The lovely people at Ile de France were nice enough to send me another sample of cheese, as they’ve done before. Their cheese really are delicious, and I would definitely recommend trying them if you haven’t already. The goat cheese is especially great because as you are prepping dinner, you can eat all the crumbs that fall off the log and/or get stuck to your fingers. And everyone knows that, even if you accidentally eat half the log, calories don’t count when you’re prepping dinner.

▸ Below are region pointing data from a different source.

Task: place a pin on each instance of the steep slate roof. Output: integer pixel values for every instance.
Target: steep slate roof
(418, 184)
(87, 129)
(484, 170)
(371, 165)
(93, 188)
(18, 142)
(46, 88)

I had the idea to make a goat cheese-bacon salad earlier in the week but then I thought it sounded kind of boring. At that point, I was instead going to crust the goat cheese in cornmeal, make a poblano dressing, and add some pepitas (which I’m sure I’ll still do at some point…). But, the day I was actually going to eat the salad, my mind started wandering to thoughts of bacon, as it often does. I mean, really, how could I ever think of bacon and goat cheese, in any shape or form, as boring?

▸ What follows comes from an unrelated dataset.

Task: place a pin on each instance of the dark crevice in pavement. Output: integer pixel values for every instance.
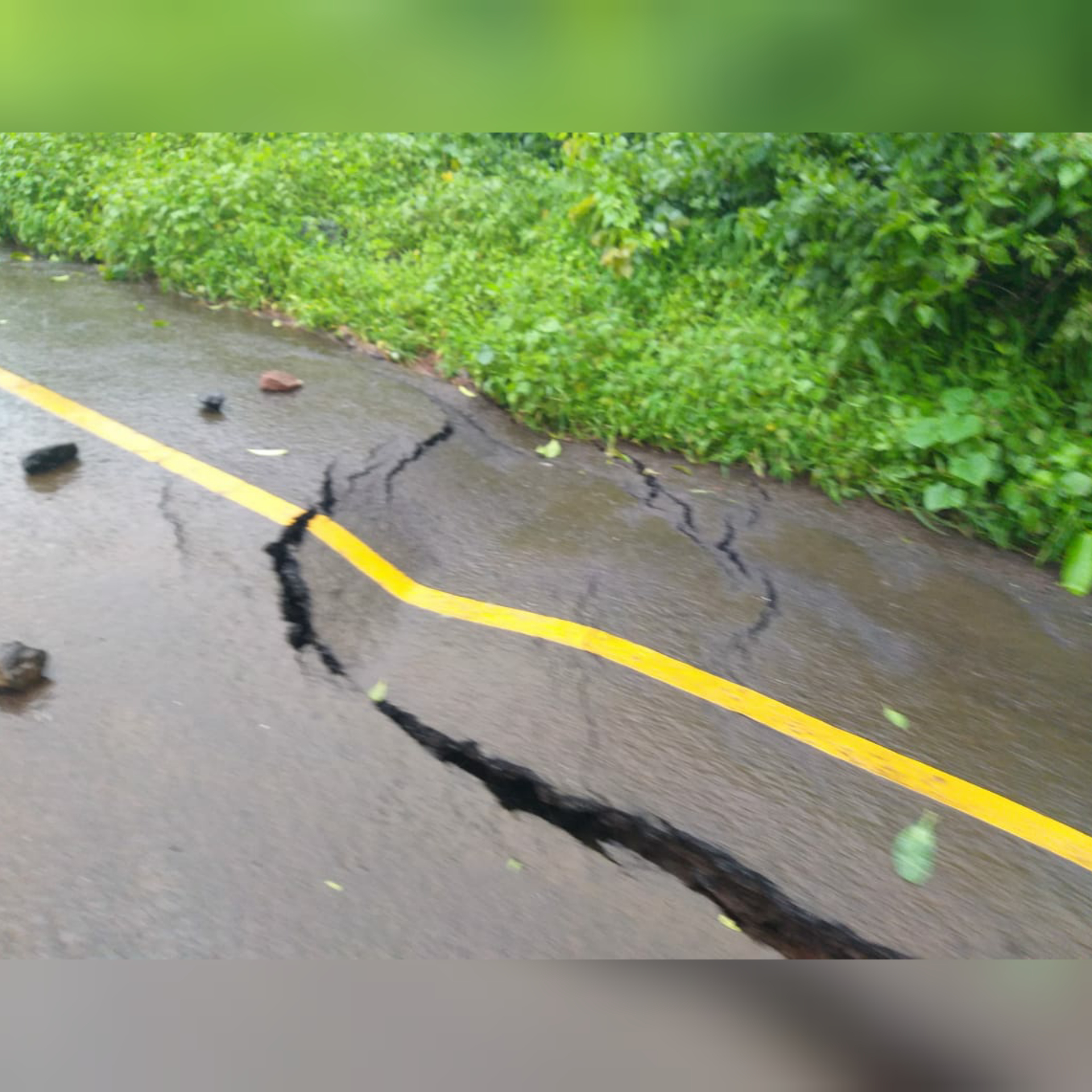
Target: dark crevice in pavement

I decided the fate of the salad would rest on whether or not my husband found fresh figs at the market after work. If not, it was back to the southwesterny salad. I crossed all appendages, and I think it worked, because he came home with a small crate of figs.
This salad was so good. I certainly don’t claim to be the first to combine goat cheese and figs, or bacon and greens, but, dammit if I’m not awesome for combining all of those things plus toasty pine nuts into one great salad. Salty bacon, warm cheese, slightly sweet figs, crunchy pine nuts. How can you go wrong, really?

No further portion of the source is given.